Rose Review: Sandra Hüller Shines in Gritty Gender Stereotype Drama
Rose Review: Sandra Hüller in Gritty Gender Drama

Rose Review: Sandra Hüller Delivers a Masterful Performance in a Grimy Gender Examination

Austrian director Markus Schleinzer's captivating new film, Rose, presents a stark and eerie monochrome period drama set in rural southern Germany following the Thirty Years' War. This gripping movie, while grim in its themes, is beautifully shot and as engrossing as a lurid soap opera, delving deep into gender stereotypes and satirising the central mythic tenets of patriarchal Christianity.

A Story of Deception and Survival

The film effectively conflates real-life cases of women passing as men in early modern Europe with the well-known history of the French false claimant Martin Guerre. Sandra Hüller gives a superb performance as Rose, a young woman who has posed as a man her entire life, serving as a soldier in this guise. She wears dour, shapeless clothes and moves with the brisk, economical physicality of an old soldier, her face marked by a livid scar that gives her a worldly, unfeminine grimace.

Rose claims the scar resulted from a bullet, which she now wears around her neck on a cord as a kind of unlucky charm and reminder of her survival. After the war, she arrives in what she says is her home village to take ownership of a derelict farmstead. By recounting local anecdotes only the genuine claimant could know, she convinces the elders and quickly makes a success of the farm through disciplined hard work, even winning hearts by killing a marauding bear with her military musket.

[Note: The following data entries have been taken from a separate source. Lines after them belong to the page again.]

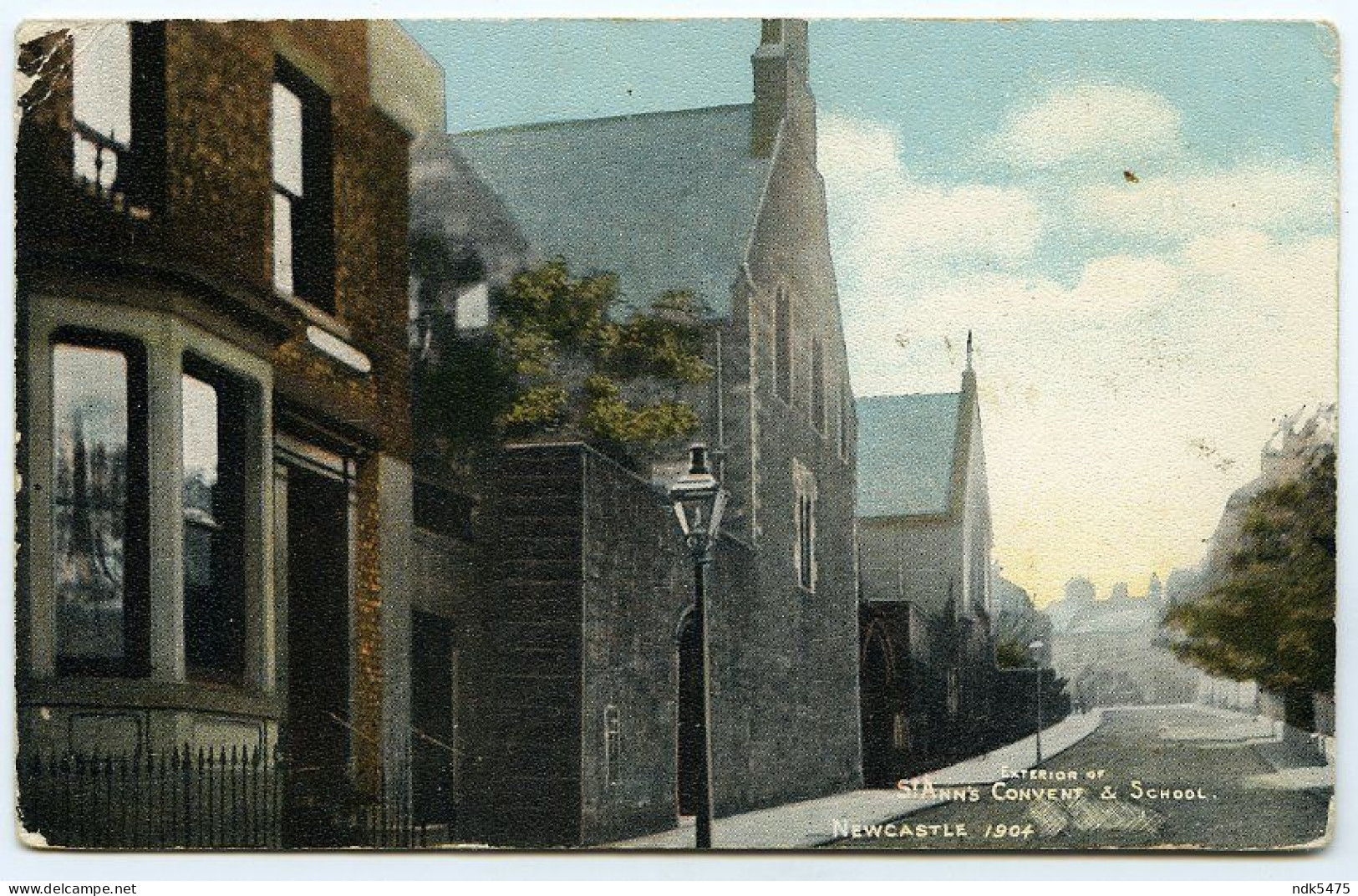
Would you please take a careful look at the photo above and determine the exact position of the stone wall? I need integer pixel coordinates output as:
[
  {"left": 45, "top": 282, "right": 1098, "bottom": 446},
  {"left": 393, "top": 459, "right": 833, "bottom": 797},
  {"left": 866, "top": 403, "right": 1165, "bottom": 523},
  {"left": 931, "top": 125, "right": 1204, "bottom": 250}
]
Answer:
[{"left": 17, "top": 20, "right": 418, "bottom": 803}]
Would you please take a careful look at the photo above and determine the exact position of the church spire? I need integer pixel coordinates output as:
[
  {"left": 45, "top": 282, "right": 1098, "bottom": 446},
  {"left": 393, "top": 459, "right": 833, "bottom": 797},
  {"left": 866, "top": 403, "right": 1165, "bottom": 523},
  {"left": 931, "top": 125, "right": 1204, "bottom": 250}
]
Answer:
[
  {"left": 750, "top": 19, "right": 816, "bottom": 160},
  {"left": 962, "top": 330, "right": 976, "bottom": 395}
]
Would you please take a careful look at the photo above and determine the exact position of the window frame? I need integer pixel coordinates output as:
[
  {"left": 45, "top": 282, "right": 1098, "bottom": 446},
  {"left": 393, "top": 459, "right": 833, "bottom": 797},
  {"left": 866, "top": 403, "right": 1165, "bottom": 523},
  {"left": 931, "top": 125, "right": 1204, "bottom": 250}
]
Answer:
[
  {"left": 806, "top": 337, "right": 830, "bottom": 435},
  {"left": 71, "top": 20, "right": 165, "bottom": 211},
  {"left": 180, "top": 350, "right": 258, "bottom": 685},
  {"left": 839, "top": 376, "right": 853, "bottom": 463},
  {"left": 24, "top": 297, "right": 272, "bottom": 690},
  {"left": 791, "top": 461, "right": 821, "bottom": 593},
  {"left": 45, "top": 326, "right": 150, "bottom": 677},
  {"left": 773, "top": 283, "right": 795, "bottom": 407}
]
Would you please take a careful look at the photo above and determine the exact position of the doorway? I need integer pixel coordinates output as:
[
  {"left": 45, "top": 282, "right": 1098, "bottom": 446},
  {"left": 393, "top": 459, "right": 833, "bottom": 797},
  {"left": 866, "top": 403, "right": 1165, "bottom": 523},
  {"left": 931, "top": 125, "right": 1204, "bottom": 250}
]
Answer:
[
  {"left": 676, "top": 613, "right": 704, "bottom": 816},
  {"left": 410, "top": 613, "right": 458, "bottom": 832},
  {"left": 858, "top": 627, "right": 897, "bottom": 787},
  {"left": 284, "top": 464, "right": 353, "bottom": 848}
]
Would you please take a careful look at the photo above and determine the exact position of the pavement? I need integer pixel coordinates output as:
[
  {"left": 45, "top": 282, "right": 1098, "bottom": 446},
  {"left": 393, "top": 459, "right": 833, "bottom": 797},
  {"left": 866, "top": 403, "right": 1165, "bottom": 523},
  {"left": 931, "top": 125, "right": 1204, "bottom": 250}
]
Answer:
[
  {"left": 602, "top": 710, "right": 1103, "bottom": 850},
  {"left": 832, "top": 705, "right": 1334, "bottom": 851}
]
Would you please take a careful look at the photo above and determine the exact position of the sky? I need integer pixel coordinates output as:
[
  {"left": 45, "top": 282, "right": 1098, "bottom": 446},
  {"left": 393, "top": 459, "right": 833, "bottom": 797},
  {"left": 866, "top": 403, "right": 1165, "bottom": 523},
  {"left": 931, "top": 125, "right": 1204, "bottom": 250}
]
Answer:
[{"left": 408, "top": 20, "right": 1338, "bottom": 603}]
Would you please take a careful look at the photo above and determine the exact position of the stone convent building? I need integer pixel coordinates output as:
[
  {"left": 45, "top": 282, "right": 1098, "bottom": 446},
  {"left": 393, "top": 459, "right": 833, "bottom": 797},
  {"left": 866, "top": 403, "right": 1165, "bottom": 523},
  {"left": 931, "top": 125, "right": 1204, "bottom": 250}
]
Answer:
[
  {"left": 857, "top": 335, "right": 995, "bottom": 786},
  {"left": 411, "top": 20, "right": 861, "bottom": 844}
]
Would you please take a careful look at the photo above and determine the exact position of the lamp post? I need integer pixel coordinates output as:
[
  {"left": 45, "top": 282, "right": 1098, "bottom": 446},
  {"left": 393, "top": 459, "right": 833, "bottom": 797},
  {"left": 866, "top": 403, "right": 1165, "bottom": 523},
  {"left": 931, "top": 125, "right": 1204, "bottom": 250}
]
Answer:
[
  {"left": 1028, "top": 641, "right": 1047, "bottom": 766},
  {"left": 669, "top": 444, "right": 726, "bottom": 850}
]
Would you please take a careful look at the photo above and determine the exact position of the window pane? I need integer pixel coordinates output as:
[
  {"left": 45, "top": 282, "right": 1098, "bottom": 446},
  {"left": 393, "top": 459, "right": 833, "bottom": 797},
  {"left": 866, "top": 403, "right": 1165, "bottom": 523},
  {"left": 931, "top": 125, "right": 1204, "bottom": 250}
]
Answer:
[
  {"left": 456, "top": 281, "right": 491, "bottom": 330},
  {"left": 52, "top": 345, "right": 128, "bottom": 659},
  {"left": 181, "top": 374, "right": 248, "bottom": 681},
  {"left": 183, "top": 376, "right": 217, "bottom": 524},
  {"left": 74, "top": 135, "right": 118, "bottom": 190},
  {"left": 774, "top": 289, "right": 791, "bottom": 403},
  {"left": 72, "top": 22, "right": 132, "bottom": 145},
  {"left": 273, "top": 83, "right": 302, "bottom": 196},
  {"left": 273, "top": 190, "right": 292, "bottom": 296}
]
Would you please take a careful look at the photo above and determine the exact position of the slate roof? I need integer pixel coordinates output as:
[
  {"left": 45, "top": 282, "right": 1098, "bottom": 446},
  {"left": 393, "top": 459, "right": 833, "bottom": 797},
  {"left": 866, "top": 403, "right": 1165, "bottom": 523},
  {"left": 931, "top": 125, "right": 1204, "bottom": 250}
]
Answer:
[
  {"left": 857, "top": 392, "right": 962, "bottom": 518},
  {"left": 452, "top": 104, "right": 770, "bottom": 316}
]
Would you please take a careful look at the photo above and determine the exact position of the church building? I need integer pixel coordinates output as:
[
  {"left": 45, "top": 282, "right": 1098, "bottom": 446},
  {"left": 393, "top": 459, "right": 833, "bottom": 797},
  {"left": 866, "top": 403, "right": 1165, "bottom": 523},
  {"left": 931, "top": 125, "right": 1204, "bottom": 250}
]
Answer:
[
  {"left": 411, "top": 20, "right": 861, "bottom": 844},
  {"left": 857, "top": 335, "right": 995, "bottom": 786}
]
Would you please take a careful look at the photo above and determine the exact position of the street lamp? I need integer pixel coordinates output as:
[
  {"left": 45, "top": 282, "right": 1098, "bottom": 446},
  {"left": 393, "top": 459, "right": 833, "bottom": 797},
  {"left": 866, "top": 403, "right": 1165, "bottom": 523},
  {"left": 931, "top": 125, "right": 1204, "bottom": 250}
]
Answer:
[
  {"left": 669, "top": 444, "right": 726, "bottom": 850},
  {"left": 1028, "top": 641, "right": 1047, "bottom": 766}
]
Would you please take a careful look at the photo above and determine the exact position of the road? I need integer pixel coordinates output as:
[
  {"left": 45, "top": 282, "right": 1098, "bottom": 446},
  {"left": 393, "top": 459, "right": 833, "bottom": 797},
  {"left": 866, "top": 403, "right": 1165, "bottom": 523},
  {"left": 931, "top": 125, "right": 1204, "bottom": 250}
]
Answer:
[{"left": 832, "top": 706, "right": 1332, "bottom": 850}]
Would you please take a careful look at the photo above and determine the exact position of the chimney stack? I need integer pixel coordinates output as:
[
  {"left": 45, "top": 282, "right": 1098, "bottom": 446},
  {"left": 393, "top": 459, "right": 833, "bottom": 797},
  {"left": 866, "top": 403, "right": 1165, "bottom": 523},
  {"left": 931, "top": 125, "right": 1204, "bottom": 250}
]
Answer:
[{"left": 750, "top": 19, "right": 816, "bottom": 161}]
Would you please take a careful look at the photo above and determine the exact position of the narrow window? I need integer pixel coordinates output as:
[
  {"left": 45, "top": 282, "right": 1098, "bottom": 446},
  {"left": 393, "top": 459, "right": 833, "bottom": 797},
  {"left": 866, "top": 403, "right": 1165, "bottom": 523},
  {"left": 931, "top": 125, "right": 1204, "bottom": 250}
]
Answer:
[
  {"left": 270, "top": 59, "right": 334, "bottom": 311},
  {"left": 52, "top": 338, "right": 150, "bottom": 675},
  {"left": 72, "top": 22, "right": 132, "bottom": 190},
  {"left": 603, "top": 706, "right": 622, "bottom": 787},
  {"left": 774, "top": 287, "right": 791, "bottom": 405},
  {"left": 454, "top": 280, "right": 491, "bottom": 333},
  {"left": 839, "top": 384, "right": 853, "bottom": 461},
  {"left": 71, "top": 22, "right": 165, "bottom": 208},
  {"left": 182, "top": 359, "right": 248, "bottom": 681},
  {"left": 791, "top": 461, "right": 817, "bottom": 591},
  {"left": 811, "top": 339, "right": 827, "bottom": 433},
  {"left": 891, "top": 713, "right": 910, "bottom": 752}
]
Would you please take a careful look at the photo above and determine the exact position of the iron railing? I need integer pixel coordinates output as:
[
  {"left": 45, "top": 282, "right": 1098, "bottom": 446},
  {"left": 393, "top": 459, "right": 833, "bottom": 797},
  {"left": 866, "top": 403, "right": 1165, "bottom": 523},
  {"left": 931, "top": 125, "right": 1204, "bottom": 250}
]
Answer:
[{"left": 18, "top": 746, "right": 428, "bottom": 850}]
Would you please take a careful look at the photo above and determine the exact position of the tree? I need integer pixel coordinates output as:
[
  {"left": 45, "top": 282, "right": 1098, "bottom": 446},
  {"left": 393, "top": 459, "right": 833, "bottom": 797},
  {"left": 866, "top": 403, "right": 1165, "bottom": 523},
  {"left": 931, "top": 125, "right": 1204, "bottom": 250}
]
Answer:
[
  {"left": 411, "top": 251, "right": 712, "bottom": 464},
  {"left": 991, "top": 574, "right": 1051, "bottom": 669},
  {"left": 1167, "top": 446, "right": 1335, "bottom": 706},
  {"left": 1066, "top": 576, "right": 1095, "bottom": 604}
]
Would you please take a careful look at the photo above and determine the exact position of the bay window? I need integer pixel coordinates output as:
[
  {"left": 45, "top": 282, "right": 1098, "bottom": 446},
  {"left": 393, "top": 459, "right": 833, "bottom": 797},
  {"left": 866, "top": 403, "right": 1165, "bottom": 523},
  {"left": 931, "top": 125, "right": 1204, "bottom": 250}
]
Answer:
[
  {"left": 181, "top": 357, "right": 250, "bottom": 681},
  {"left": 50, "top": 333, "right": 148, "bottom": 675},
  {"left": 32, "top": 307, "right": 272, "bottom": 687}
]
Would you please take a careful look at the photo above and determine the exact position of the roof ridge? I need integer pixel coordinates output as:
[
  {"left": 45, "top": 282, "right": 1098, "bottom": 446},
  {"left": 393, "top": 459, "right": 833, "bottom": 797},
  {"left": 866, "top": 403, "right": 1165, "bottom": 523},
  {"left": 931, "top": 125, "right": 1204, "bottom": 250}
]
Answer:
[
  {"left": 448, "top": 103, "right": 754, "bottom": 137},
  {"left": 858, "top": 391, "right": 962, "bottom": 402}
]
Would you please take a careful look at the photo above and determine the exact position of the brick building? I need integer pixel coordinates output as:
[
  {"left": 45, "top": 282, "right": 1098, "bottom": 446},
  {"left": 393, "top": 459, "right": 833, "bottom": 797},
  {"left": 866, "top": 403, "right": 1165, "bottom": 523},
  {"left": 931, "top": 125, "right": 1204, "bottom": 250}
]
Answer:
[
  {"left": 857, "top": 343, "right": 995, "bottom": 786},
  {"left": 411, "top": 20, "right": 861, "bottom": 843},
  {"left": 17, "top": 20, "right": 444, "bottom": 844}
]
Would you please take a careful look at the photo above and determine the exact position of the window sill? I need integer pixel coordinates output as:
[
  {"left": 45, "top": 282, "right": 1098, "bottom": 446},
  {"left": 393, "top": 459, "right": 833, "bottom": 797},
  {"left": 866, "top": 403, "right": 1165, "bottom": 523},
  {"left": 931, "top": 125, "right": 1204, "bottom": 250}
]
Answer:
[
  {"left": 274, "top": 289, "right": 353, "bottom": 342},
  {"left": 18, "top": 676, "right": 282, "bottom": 720}
]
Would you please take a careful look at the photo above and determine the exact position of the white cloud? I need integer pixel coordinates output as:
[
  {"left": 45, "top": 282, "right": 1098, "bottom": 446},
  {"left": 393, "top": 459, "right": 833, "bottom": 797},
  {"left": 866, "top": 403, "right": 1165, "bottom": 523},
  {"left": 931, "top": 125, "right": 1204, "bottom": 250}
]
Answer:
[
  {"left": 987, "top": 84, "right": 1180, "bottom": 171},
  {"left": 842, "top": 229, "right": 1338, "bottom": 598},
  {"left": 821, "top": 106, "right": 1338, "bottom": 608},
  {"left": 819, "top": 115, "right": 1041, "bottom": 267},
  {"left": 1074, "top": 163, "right": 1335, "bottom": 237}
]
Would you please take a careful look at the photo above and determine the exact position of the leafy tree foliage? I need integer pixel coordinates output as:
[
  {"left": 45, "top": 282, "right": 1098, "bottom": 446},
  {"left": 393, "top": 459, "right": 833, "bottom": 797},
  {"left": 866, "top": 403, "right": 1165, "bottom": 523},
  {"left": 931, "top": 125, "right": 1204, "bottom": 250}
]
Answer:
[
  {"left": 1167, "top": 448, "right": 1335, "bottom": 694},
  {"left": 413, "top": 252, "right": 712, "bottom": 461}
]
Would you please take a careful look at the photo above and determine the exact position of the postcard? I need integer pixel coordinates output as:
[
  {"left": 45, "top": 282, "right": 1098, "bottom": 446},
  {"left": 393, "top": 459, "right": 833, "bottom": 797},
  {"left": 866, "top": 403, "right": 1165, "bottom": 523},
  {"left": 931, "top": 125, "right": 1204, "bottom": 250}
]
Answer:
[{"left": 15, "top": 17, "right": 1339, "bottom": 853}]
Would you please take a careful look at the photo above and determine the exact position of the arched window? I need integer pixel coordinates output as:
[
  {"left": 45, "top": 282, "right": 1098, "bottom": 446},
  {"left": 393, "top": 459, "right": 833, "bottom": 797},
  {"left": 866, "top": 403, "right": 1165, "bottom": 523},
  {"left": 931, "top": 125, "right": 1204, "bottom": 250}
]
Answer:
[{"left": 773, "top": 287, "right": 791, "bottom": 405}]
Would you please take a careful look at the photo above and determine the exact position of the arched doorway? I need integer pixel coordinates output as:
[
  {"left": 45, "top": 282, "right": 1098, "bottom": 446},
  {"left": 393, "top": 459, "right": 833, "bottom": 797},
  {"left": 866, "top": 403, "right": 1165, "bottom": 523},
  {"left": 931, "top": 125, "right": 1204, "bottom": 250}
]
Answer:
[
  {"left": 676, "top": 611, "right": 702, "bottom": 816},
  {"left": 858, "top": 626, "right": 897, "bottom": 787}
]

Unexpected Twists and Legal Intrigue

A prosperous neighbour agrees to sell Rose land on condition she marries his daughter Suzanna, played by Caro Braun, a plain and biddable figure of bovine piety. However, the contract stipulates that if Suzanna does not get pregnant, it becomes void, sparking village gossip. Astonishingly, Suzanna soon announces she is pregnant, leaving Rose and others questioning the father's identity.

This mystery is posed twice in the film: first by Rose to Suzanna, who remains silent, and later by a judge at Rose's trial. Rose answers with defiant calm, reminiscent of Renée Jeanne Falconetti in Dreyer's The Passion of Joan of Arc, but does not reply to the paternity question. The judge also avoids pressing the point, perhaps to avoid complicating the prosecution or creating a martyr-like mystique around Rose, who is gaining celebrity status among the public.

Influences and Performances

The chief influence on Rose is clearly Michael Haneke's icy black-and-white film The White Ribbon from 2009, on which Schleinzer worked as casting director. Schleinzer shares Haneke's interest in leaving audiences with an intractable, insoluble mystery—a problem that refuses to tie up neatly. Hüller's quiet, sinewy performance provides the film's form and musculature, portraying a character who has endured countless crises on the battlefield and learned the watchfulness needed to survive.

Braun is also very good as the unexpectedly spirited Suzanna. The film explores the power and violence lurking beneath bürgerlich calm, a stratum that becomes obvious when challenged. With another outstanding star performance from Hüller, Rose screened at the Berlin film festival, cementing its place as a thought-provoking period drama.